MyBroadband: Race question was the only way

Tweeters responded in anger after a 2OceansVibe story was circulated reporting that MyBroadband.co.za was asking users to "select the white name" from a list of suggestions when registering on the site's forum, which allows you to comment on its articles. 

As a security question, the site asked users to pick out the white name and surname, with options including Thabo, Mandisa, Gert, Mandela, Sexwale, Venter and Zuma.

Rudolph Muller, editor of MyBroadband, said the site was trying to weed out human spammers and had very few options at its disposal.

"We've been trying to stop spammers. It's a question to prevent international spammers from registering on the site and spamming people, and one has to be quite clever in doing this. We need to find questions that South Africans will find easy to answer, but are difficult for most in South-East Asia – where most spammers are from," he said. 

"For two months we've been trying different types of questions to see what would work. We have asked people to send through recommendations, and it's not easy to come up with something. For example, asking which is the biggest city with the options of Cape Town, Johannesburg, Durban and Port Elizabeth will be easy to google," he said.

Muller explained that the question needed a cultural understanding to be answered correctly, which was why the race-based question was effective in keeping spammers at bay. Another requirement was that finding the answer needed to be time consuming.

"Such a question is not easy to put into a search engine and answer. It has taken spammers four days to crack this, which is incredible. Other options have yielded in a matter of minutes or hours," he added.

'Ways other than race'
When asked why the word "white" was used, instead of a South African language, Muller said it proved too easy to crack.

"Unfortunately, asking people to identify an Afrikaans or Xhosa name, for example, proved too easy for spammers to solve."

But the editor explained that there was another option that worked effectively. 

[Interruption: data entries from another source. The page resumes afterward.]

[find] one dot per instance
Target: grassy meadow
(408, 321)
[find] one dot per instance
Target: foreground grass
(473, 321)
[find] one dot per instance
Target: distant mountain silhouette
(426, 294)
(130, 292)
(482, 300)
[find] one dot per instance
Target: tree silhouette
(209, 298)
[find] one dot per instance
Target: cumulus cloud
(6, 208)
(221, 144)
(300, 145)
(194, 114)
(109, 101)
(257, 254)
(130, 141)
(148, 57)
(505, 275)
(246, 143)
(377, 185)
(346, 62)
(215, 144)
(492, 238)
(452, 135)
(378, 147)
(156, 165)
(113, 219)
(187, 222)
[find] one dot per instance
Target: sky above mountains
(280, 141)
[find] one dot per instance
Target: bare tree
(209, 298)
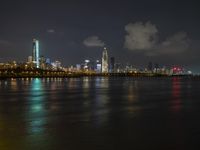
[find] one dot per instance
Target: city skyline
(134, 32)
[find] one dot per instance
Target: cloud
(4, 42)
(143, 37)
(177, 43)
(140, 36)
(93, 41)
(51, 31)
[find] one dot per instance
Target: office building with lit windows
(35, 53)
(104, 66)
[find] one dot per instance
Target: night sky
(135, 32)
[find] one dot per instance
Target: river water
(100, 113)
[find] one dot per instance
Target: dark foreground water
(100, 113)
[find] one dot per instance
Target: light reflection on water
(36, 111)
(82, 113)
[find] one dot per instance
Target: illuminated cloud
(140, 36)
(4, 42)
(143, 36)
(50, 31)
(93, 41)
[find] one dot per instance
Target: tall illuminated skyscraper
(35, 53)
(104, 67)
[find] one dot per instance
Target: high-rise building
(112, 64)
(30, 59)
(104, 66)
(35, 53)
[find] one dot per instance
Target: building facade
(35, 53)
(104, 66)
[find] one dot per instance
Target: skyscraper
(104, 68)
(35, 53)
(112, 64)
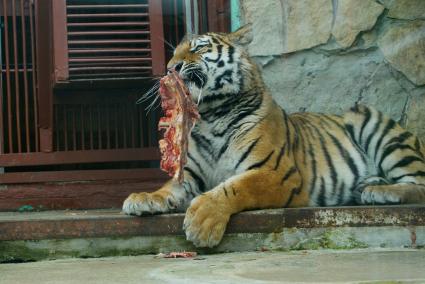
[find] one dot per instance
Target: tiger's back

The one other question that did seem to give positive results included an answer in scrambled letters. But the question had to be phrased in such a way that it would not be searchable and could only be obvious to South African users. 

An example Muller offered was a question such as "where is the mountain?", with the answer – Cape Town – scrambled. The answer should be recognisable to a South African and not easy to decipher by someone with little to no knowledge of the country. The question as it stands is also not ideally searchable. 

Muller said the questions were not permanent and would change as more options became available. He also pleaded with the public to offer better options that could be just as effective.

"We are looking for ways other than race and if anyone has an idea, please let us know. This is just the most effective way right now."

Muller added he was disappointed that 2OceansVibe did not ask the site for comment before publishing its story.